A 12-month grace period meant to ease providers’ transition to Medicare ICD-10 will officially come to a close on Oct. 1, Centers for Medicare & Medicaid Officials said last week.

In an update to a ICD-10 question and answer sheet, CMS confirmed the “flexibilities” will expire one year from the official roll-out of the new codes, with no extension or additional flexibility guidance planned. Under the flexibilities, providers’ claims were not denied or audited for unintentional code errors as long as they contained a valid code from the correct “family.”

The update also confirmed that Medicare will not phase in a requirement to code to the highest level of specificity, stating “providers should already be coding” to that level.

“ICD-10 flexibilities were solely for the purpose of contractors performing medical review so that they would not deny claims solely for the specificity of the ICD-10 code as long as there is no evidence of fraud,” the update reads. “As of October 1, 2016, providers will be

required to code to accurately reflect the clinical documentation in as much specificity as possible, as per the required coding guidelines.”
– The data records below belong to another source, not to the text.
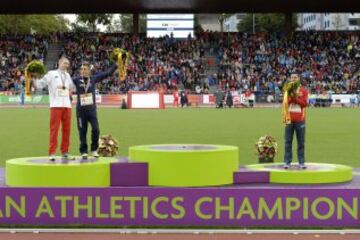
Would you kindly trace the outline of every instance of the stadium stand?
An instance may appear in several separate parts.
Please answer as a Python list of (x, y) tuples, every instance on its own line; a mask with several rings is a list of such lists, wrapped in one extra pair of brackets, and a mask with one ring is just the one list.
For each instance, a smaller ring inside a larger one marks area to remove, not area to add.
[[(69, 57), (71, 74), (82, 61), (93, 71), (110, 66), (115, 47), (131, 53), (126, 81), (116, 76), (103, 80), (103, 94), (129, 90), (188, 89), (206, 93), (212, 89), (281, 93), (281, 84), (298, 72), (311, 93), (356, 93), (360, 88), (360, 41), (358, 32), (295, 32), (247, 34), (202, 32), (195, 39), (158, 39), (145, 35), (66, 33), (0, 38), (0, 91), (15, 91), (24, 64), (46, 61), (49, 42), (63, 45), (60, 55)], [(209, 71), (215, 65), (215, 72)], [(56, 67), (56, 66), (54, 66)]]

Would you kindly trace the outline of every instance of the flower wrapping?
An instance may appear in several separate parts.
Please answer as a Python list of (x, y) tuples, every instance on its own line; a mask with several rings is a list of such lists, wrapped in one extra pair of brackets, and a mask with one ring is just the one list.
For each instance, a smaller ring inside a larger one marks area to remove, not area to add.
[(124, 81), (126, 79), (130, 53), (121, 48), (115, 48), (110, 54), (110, 62), (116, 62), (119, 69), (119, 79)]
[(283, 90), (284, 90), (284, 99), (283, 99), (283, 106), (282, 106), (282, 115), (283, 115), (283, 123), (289, 124), (291, 123), (290, 113), (289, 113), (289, 102), (288, 97), (296, 97), (298, 94), (298, 90), (301, 84), (300, 81), (292, 81), (285, 83)]

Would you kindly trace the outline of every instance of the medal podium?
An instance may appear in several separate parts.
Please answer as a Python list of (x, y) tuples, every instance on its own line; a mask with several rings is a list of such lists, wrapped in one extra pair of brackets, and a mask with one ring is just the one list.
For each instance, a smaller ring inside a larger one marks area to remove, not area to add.
[(307, 163), (240, 167), (234, 146), (133, 146), (129, 157), (0, 169), (0, 224), (134, 227), (360, 227), (360, 171)]

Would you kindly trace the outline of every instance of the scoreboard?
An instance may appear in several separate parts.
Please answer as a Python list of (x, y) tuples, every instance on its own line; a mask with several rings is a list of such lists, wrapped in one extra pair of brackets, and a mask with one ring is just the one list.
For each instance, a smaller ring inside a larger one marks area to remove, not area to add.
[(149, 38), (171, 34), (174, 38), (194, 37), (194, 14), (147, 14), (146, 33)]

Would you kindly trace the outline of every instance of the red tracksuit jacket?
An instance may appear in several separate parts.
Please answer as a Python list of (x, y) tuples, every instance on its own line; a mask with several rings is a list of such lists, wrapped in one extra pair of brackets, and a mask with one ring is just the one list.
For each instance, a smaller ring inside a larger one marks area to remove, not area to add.
[(288, 97), (291, 122), (305, 121), (305, 108), (308, 105), (308, 97), (309, 93), (304, 87), (300, 87), (296, 98)]

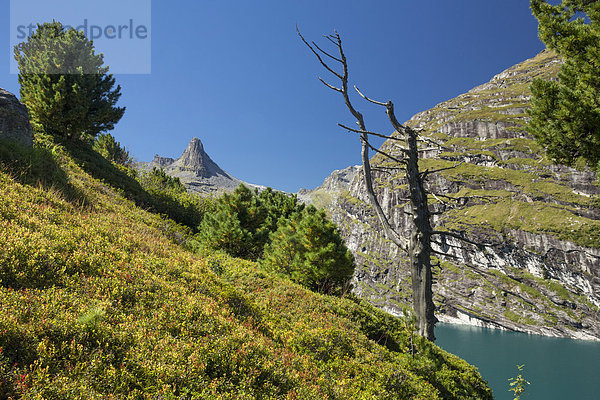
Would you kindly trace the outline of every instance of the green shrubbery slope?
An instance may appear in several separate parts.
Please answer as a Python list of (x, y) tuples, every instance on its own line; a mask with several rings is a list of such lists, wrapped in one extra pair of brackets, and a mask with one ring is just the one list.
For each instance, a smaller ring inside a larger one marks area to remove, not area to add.
[(491, 398), (408, 321), (187, 250), (71, 153), (0, 143), (1, 399)]

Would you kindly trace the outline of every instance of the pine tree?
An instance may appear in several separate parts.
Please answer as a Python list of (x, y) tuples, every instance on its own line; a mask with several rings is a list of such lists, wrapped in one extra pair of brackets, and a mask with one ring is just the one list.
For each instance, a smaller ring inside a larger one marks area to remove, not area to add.
[(234, 257), (252, 257), (251, 232), (242, 227), (236, 212), (217, 207), (214, 213), (204, 216), (198, 228), (200, 241), (208, 248), (223, 250)]
[(600, 1), (531, 0), (539, 36), (564, 59), (558, 82), (531, 86), (528, 131), (556, 162), (600, 162)]
[(119, 143), (110, 133), (99, 134), (94, 141), (93, 148), (109, 161), (124, 166), (129, 166), (132, 163), (129, 151), (121, 146), (121, 143)]
[(262, 263), (267, 270), (323, 293), (345, 289), (354, 273), (354, 257), (337, 227), (314, 207), (280, 221)]
[(259, 193), (240, 185), (219, 199), (215, 213), (204, 217), (199, 238), (209, 248), (256, 260), (263, 254), (269, 234), (277, 230), (278, 221), (303, 208), (295, 195), (271, 188)]
[(21, 101), (36, 132), (67, 140), (114, 129), (125, 112), (102, 54), (83, 32), (60, 22), (38, 25), (15, 46)]
[(256, 260), (269, 237), (265, 220), (266, 209), (258, 194), (240, 185), (232, 194), (221, 196), (217, 210), (204, 217), (199, 238), (209, 248)]

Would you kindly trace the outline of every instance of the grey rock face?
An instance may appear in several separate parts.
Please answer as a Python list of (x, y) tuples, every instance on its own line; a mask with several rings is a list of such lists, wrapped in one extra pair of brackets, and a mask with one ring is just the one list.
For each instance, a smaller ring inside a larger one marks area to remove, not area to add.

Many providers are already using specific codes, the guidance noted, since many major insurers chose not to offer coding flexibility.

To prepare for the end of the grace-period, CMS encouraged providers to avoid unspecified ICD-10 codes whenever documentation supports a more detailed code. The agency also noted that many providers have made the switch from ICD-9 to ICD-10 with “essentially no adverse effects on coding accuracy.”